ToolEval

ToolEval is an abstract class designed for evaluating the performance of tools by generating and comparing expected and observed results. It has several methods you can override to customize the evaluation process. It requires the expected output, the tool executor, and the function call to generate the eval result.

Overview

ToolEval is a core part of the evaluation system in Automata. It provides a structure and means to evaluate how well a tool performs in its task. This class requires implementation of the extract_action and to_tool_result methods, meaning you can give it specific evaluation behaviours such as how to translate operations and determine the equivalence between expected and observed actions.

Example

Please note that ToolEval is an abstract base class and cannot be instantiated directly. The following is an example demonstrating how to create an implementation of ToolEval.

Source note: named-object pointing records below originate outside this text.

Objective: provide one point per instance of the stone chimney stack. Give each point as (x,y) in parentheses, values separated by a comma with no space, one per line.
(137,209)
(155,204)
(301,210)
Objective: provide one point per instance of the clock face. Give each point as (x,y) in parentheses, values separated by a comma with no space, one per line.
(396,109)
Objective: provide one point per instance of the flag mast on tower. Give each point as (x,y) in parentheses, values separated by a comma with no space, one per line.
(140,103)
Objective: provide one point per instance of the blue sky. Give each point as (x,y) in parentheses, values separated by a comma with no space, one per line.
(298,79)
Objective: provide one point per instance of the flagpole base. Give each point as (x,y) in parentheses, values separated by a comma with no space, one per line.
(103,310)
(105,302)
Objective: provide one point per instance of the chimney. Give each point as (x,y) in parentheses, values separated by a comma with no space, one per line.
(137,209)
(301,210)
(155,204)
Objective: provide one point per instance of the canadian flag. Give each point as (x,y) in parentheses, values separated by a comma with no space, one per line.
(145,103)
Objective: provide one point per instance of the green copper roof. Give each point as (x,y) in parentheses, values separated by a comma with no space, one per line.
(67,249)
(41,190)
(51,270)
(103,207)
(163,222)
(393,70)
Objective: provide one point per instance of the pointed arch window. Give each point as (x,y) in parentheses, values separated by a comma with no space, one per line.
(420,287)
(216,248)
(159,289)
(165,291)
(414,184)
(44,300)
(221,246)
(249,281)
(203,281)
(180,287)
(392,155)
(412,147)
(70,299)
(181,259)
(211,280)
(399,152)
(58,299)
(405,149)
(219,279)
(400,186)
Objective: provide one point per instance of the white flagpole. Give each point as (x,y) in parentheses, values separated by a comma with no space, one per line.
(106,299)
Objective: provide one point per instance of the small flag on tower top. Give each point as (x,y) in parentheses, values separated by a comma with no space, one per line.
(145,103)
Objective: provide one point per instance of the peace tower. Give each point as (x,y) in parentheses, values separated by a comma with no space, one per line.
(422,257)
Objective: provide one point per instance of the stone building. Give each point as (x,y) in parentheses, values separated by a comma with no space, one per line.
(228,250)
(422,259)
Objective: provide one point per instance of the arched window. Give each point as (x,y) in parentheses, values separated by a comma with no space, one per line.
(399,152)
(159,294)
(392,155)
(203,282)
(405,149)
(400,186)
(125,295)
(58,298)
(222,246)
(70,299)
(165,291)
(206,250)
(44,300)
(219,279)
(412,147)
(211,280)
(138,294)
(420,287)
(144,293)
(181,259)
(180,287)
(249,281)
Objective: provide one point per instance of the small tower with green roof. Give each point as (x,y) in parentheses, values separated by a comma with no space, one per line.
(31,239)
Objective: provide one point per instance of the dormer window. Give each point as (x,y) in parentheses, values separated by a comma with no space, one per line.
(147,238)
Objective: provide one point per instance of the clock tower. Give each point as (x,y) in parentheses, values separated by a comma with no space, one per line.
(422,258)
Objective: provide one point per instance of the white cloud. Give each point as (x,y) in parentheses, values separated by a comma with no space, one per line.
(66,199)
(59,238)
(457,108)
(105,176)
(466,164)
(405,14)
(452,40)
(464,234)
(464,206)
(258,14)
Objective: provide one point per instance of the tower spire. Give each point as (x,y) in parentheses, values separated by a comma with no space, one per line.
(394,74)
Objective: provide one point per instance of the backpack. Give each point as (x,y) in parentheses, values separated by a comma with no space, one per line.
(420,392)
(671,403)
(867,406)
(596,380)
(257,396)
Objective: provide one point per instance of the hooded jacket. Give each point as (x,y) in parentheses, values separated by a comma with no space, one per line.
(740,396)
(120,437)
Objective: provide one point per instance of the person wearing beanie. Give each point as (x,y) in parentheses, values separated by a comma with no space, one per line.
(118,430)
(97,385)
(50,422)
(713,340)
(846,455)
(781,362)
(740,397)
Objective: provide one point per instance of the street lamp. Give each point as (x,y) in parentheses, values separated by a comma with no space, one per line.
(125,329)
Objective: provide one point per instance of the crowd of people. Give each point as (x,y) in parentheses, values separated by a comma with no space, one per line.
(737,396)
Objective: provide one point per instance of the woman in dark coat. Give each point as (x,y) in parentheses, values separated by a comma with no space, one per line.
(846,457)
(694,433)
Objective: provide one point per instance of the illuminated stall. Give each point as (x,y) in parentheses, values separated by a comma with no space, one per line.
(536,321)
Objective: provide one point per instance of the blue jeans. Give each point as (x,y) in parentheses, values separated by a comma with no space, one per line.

from automata.eval.tool.tool_eval import ToolEval
from automata.eval.eval_base import EvalResult, Action
from typing import Tuple, Optional, List

class CustomToolEval(ToolEval):

    def extract_action(self, input_action_tuple: Tuple) -> Action:
        # Custom implementation of action extraction
        pass

    def to_tool_result(self, expected_action: Action, observed_action: Optional[Action]) -> EvalResult:
        # Custom method of evaluating tool results
        pass

    def _filter_actions(self, actions: List[Action]) -> List[Action]:
        # Custom implementation to filter actions if necessary
        pass

Limitations

The limitations of the ToolEval class are up to the implemented class, as ToolEval is an abstract base class. However, it’s worth noting that it does not inherently include any failure recovery or retry mechanisms. If these are necessary for your use case, you should include them in your implementation.

Follow-up Questions:

  • What are some common strategies for implementing extract_action and to_tool_result?

  • How can we handle cases where the tool execution fails?

  • How can this be used in conjunction with other parts of the Automata project? Is there a method to easily integrate this with existing task environments or tool executors?